Stop Uploading Scanned PDFs to Claude — Do This Instead

By Lazar Milicevic · Published June 20, 2026 · 9 min read

A client was burning 4,800 tokens per invoice on Claude's native PDF upload. Same accuracy after the fix: 950 tokens. The reason isn't in the docs anywhere obvious, and it only shows up when you process real-world scanned documents at volume.

The Problem Nobody Talks About

The setup: procurement team uploads about 200 supplier invoices per week. Almost all of them are scans or phone photos saved as PDF. The extraction job is twelve fields per invoice — vendor, date, totals, tax breakdown, line items, the usual.
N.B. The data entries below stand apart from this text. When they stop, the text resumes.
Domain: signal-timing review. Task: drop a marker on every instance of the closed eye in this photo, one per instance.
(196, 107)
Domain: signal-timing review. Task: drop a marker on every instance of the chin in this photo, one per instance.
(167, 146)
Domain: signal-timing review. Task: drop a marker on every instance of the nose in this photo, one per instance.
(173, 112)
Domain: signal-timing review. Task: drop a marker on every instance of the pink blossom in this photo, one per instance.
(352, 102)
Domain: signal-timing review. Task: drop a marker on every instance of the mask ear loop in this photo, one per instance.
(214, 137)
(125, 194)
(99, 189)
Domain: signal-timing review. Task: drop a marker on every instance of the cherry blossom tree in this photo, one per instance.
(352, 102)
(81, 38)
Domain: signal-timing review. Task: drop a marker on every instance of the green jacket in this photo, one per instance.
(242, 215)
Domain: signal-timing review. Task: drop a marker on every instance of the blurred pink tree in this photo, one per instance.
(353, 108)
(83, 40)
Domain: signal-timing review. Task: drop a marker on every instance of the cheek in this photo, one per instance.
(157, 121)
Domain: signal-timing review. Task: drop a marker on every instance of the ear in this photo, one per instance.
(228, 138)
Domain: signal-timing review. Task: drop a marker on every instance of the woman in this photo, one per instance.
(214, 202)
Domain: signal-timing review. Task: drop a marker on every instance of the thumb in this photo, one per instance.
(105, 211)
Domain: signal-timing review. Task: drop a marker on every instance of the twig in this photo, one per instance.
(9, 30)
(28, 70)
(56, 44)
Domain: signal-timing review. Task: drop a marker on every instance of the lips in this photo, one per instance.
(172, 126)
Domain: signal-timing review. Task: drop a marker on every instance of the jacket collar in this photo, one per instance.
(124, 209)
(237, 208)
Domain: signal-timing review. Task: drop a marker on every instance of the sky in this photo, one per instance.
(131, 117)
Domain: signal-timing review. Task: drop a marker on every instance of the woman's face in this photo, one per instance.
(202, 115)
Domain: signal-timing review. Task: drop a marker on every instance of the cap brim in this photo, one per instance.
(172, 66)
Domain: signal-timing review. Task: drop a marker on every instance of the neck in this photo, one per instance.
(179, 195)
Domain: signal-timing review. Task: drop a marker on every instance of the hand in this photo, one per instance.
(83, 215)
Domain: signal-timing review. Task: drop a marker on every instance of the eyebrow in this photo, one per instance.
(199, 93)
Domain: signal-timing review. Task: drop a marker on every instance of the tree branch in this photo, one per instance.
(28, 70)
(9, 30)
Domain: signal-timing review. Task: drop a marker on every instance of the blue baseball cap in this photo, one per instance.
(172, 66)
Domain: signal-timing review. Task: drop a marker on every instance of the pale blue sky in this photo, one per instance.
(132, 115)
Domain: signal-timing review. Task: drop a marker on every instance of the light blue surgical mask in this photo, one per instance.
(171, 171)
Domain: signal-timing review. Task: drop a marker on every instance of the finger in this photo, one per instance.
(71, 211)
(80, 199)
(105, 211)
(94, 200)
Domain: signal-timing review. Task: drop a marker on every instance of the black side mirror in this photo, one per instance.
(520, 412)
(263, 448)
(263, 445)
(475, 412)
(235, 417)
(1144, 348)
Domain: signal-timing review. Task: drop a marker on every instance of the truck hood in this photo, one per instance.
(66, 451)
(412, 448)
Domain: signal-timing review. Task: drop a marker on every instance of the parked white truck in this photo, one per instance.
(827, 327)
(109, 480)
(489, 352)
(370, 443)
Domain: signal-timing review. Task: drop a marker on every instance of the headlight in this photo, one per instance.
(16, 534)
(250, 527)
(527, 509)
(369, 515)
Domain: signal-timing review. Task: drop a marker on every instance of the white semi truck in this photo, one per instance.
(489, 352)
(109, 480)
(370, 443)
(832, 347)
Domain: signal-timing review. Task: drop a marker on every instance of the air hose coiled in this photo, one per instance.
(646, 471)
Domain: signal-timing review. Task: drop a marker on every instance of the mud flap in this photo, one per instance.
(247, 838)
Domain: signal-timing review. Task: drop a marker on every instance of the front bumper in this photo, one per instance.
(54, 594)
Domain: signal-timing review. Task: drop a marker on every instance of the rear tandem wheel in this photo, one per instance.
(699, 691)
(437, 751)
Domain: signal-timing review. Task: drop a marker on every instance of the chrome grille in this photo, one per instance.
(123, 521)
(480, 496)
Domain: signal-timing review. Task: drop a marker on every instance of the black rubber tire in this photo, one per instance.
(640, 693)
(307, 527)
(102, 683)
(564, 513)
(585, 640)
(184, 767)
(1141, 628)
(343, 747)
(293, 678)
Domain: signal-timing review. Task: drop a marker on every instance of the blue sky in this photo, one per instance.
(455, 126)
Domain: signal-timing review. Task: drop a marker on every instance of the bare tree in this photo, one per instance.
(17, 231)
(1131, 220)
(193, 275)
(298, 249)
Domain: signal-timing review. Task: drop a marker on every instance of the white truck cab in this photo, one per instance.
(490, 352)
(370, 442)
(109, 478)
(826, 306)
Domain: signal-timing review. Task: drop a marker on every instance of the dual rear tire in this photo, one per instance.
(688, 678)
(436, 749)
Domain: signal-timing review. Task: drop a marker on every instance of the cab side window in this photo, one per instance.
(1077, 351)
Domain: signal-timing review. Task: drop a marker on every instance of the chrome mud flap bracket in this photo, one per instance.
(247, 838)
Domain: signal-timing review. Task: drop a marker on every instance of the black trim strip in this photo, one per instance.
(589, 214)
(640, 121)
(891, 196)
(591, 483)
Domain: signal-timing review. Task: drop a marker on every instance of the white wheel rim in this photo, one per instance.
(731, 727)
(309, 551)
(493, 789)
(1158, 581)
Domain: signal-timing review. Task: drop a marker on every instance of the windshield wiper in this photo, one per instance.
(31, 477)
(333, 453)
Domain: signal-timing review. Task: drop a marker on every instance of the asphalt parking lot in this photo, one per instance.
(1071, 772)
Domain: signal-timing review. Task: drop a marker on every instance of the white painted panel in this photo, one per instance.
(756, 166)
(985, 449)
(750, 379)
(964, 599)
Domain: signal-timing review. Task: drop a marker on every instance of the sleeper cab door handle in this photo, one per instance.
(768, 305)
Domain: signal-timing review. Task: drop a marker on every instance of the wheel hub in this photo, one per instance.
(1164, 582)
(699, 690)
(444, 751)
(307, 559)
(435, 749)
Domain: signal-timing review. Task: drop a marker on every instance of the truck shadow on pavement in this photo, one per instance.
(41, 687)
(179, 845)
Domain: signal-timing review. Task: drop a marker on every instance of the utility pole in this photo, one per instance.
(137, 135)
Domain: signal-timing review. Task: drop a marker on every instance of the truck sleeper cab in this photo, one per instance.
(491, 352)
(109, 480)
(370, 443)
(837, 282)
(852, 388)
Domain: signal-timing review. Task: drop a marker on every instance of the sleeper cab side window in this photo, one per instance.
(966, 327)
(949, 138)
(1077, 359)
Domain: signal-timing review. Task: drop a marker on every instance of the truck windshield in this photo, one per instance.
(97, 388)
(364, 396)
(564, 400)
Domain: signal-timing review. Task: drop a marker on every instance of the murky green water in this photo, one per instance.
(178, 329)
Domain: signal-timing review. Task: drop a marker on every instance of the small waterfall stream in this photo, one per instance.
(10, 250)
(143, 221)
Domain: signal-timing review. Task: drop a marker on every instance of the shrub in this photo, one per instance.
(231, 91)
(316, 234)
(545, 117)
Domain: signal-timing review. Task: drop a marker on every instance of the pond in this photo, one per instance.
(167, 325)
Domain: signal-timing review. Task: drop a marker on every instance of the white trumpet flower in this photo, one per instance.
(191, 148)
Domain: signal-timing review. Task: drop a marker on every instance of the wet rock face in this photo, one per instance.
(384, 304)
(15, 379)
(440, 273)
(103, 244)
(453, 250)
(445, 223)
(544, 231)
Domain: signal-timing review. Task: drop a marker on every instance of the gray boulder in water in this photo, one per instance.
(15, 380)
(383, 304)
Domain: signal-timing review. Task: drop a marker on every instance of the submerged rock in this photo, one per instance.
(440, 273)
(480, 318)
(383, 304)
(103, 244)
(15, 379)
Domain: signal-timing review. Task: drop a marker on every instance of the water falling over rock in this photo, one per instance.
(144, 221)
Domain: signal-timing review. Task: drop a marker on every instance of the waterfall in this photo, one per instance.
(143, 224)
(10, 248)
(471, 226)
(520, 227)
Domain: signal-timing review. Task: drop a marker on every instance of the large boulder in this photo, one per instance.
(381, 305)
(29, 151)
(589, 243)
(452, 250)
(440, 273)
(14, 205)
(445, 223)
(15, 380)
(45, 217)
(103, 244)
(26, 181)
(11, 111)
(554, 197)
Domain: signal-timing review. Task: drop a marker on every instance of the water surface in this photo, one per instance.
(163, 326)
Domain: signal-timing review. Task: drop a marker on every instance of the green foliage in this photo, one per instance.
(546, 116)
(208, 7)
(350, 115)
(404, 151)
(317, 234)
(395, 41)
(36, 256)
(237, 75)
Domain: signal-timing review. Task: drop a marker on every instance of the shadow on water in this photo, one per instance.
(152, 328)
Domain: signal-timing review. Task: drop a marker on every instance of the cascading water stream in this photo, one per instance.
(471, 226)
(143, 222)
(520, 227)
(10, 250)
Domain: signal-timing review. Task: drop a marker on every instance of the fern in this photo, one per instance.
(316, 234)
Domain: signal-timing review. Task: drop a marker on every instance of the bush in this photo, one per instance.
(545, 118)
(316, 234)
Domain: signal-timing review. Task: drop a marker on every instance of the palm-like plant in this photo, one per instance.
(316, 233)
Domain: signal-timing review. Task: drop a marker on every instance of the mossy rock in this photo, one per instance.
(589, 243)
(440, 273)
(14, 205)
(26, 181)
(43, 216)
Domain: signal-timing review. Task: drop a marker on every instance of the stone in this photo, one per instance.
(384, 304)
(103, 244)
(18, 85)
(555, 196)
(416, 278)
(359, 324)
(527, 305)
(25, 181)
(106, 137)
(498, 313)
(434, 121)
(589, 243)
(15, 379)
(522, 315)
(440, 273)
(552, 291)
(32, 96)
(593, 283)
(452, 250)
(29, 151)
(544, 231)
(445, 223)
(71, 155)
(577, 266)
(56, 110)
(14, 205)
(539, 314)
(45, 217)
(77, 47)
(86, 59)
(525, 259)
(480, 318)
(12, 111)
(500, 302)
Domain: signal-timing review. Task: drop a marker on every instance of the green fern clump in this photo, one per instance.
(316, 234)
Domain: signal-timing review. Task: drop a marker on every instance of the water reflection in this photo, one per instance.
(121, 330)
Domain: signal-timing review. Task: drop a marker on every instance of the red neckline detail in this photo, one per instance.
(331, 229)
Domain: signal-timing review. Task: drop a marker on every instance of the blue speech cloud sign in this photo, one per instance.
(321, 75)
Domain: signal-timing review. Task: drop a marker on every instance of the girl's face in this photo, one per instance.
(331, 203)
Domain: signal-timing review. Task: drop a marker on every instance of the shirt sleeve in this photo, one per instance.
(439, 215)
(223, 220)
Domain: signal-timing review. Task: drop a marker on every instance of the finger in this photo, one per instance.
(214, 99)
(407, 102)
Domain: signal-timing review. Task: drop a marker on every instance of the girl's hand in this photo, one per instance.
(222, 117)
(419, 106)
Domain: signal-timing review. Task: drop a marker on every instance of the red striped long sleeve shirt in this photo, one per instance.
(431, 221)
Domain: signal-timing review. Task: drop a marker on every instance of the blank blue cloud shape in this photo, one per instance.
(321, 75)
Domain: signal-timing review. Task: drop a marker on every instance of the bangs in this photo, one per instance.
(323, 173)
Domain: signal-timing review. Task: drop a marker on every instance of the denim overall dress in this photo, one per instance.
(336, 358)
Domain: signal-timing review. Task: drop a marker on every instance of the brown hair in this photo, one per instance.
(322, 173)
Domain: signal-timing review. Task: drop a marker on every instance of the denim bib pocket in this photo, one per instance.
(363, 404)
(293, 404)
First version was the obvious one. Pipe every PDF straight into Claude's native PDF endpoint, prompt for the twelve fields, parse the JSON. It worked. Accuracy hit 94% on the schema. Then the bill came.

4,800 tokens per invoice. Average. For a one-page document.

The founder asked the right question: why is one page costing this much?

Here's what's actually happening — and I had to dig to find it. When you send a PDF to Claude, the API checks whether the PDF contains an extractable text layer. If yes, you pay text-token rates and life is good. If the PDF is a scan, a phone photo wrapped in a PDF, or anything image-based, Claude silently rasterizes every page at a high internal resolution and processes it as vision input. You pay vision-token rates, on images sized larger than you would ever choose if you were sending them yourself.

You don't get warned. You don't get a flag back saying "hey, this was a scan." You just get the bill.

Most tutorials don't catch this because they test on clean text PDFs generated from Word or InDesign. The vision path never fires. In production, on real procurement workflows, it fires constantly.

Detect Image-Based PDFs Before They Hit Claude

The fix is upstream classification. Decide whether a PDF is text or image before you call the API, then route accordingly.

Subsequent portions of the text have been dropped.